**What it does**

QualiMap RNA-seq QC reports quality control metrics and bias estimations which are
specific for whole transcriptome sequencing, including reads genomic origin, junction
analysis, transcript coverage and 5'-3' bias computation.


**Counting mode**

The tool can count either *reads* or *fragments* (the latter is specific to
paired-end sequencing). Fragment counting means that only one count is added for a
pair of reads.

For paired-end data, you will usually want to choose *Count fragments*, but note
that this requires the input BAM dataset to be coordinate-sorted by read names
(instead of the more common coordinate-sorting by genomic position).

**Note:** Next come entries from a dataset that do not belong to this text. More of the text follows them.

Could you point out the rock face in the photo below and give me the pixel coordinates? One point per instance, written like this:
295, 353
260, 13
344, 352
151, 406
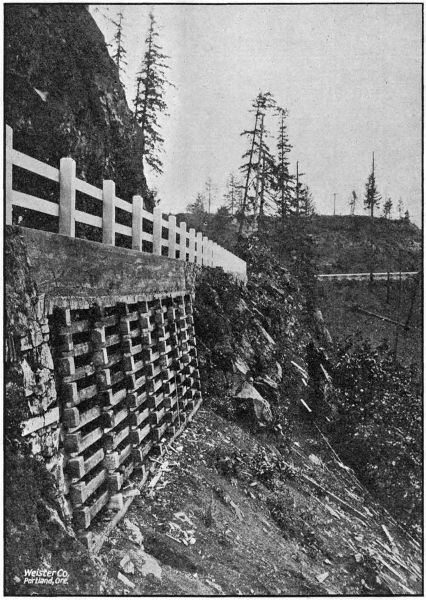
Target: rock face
251, 402
63, 96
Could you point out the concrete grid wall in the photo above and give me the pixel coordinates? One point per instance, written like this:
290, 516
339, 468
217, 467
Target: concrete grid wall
116, 339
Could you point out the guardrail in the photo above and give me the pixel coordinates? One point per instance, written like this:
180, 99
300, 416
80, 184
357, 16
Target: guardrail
185, 245
365, 276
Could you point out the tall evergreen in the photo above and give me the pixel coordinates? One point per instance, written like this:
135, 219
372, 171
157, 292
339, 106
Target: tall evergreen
284, 181
119, 50
149, 101
352, 202
372, 197
387, 208
233, 195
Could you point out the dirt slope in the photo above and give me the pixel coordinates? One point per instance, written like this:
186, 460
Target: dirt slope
221, 520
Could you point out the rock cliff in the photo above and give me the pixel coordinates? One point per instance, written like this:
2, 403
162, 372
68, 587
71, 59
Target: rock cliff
63, 96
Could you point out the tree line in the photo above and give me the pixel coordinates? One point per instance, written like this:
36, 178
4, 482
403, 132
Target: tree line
265, 184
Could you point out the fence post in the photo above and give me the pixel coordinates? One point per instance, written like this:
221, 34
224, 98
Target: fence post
199, 248
210, 253
108, 212
156, 230
9, 174
137, 207
192, 245
67, 196
214, 254
172, 236
205, 250
182, 245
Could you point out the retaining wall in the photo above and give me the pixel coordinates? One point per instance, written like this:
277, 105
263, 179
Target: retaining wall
115, 375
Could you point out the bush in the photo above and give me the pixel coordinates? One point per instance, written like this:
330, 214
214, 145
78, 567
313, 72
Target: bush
379, 428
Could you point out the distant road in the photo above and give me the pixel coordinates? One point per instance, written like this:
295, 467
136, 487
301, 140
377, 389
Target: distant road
364, 276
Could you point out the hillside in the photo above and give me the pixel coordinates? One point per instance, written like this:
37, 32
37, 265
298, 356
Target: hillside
63, 97
343, 244
248, 477
337, 301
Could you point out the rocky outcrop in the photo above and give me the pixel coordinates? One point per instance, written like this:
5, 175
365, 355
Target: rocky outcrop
63, 97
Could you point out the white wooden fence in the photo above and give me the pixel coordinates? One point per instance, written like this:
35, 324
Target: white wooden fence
192, 246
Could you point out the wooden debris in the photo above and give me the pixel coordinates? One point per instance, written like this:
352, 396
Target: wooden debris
388, 535
126, 581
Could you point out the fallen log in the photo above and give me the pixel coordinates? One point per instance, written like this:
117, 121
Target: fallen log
371, 314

For single-end data, the two counting modes are equivalent and you should choose
*Count reads*.


**Genome annotation data**

The genome annotation provided to the tool should be in GTF format. The tool uses
the *gene_id* attribute of annotated features to group counts.


**Strandedness**

The strandedness setting is used to decide which read or fragment counts to add to
which gene. The default setting is to count reads/fragments independent of
strandedness, but if your sequencing protocol is strand-specific, you should
indicate this here.

For strand-specific protocols, only reads/fragments that are on the expected strand
will be counted. For paired-end data, this means that the two reads of a pair are
expected to be on opposite strands, with the first read on the strand opposite to
that of the gene, and the second read on the same strand as the gene
(forward-stranded protocol), or *vice versa* (reverse-stranded protocol).


**Multimapping reads**

Reads that map to multiple locations in the genome can be counted proportionally to
the number of locations they map to (as indicated by the ``NH`` tag in the BAM
input), or they can be ignored.


**Outputs**

The tool generates three outputs:

- an HTML report with

  - plots of the following statistics:

    - *Reads Genomic Origin*
    - *Coverage Profile Along Genes (Total)*
    - *Coverage Profile Along Genes (Low)*
    - *Coverage Profile Along Genes (High)*
    - *Coverage Histogram (0-50x)*
    - *Junction Analysis*

  - a *Summary* section with detailed statistics

- a collection of the raw data underlying the plots and the summary

- optionally, a counts dataset with per-gene counts


**HTML Report**

*Summary*

- reads aligned

  number of reads (or fragments) that are aligned to the reference; this number
  includes secondary alignments

- total alignments

  total number of alignment records in the BAM input; this number includes secondary
  alignments

- secondary alignments

  number of secondary alignment records in the BAM input

- non-unique alignments

  number of alignment records with an ``NH`` tag greater than one;
  corresponds to the number of alignments that will have been skipped during
  counting when *Count uniquely mapped reads only* is selected

- number of reads aligned to genes

- number of ambiguous alignments

  This is the number of mapped reads that span multiple annotated genes.
  Such reads are always skipped during counting.

- no feature assigned

  reports the number of alignments that are not overlapping any annotated
  feature; these may represent alignments to introns or intergenic regions, or,
  if the number is really high, may indicate a problem with your genome
  annotations

- not aligned

  number of reads not mapped by the aligner (but included in the BAM input)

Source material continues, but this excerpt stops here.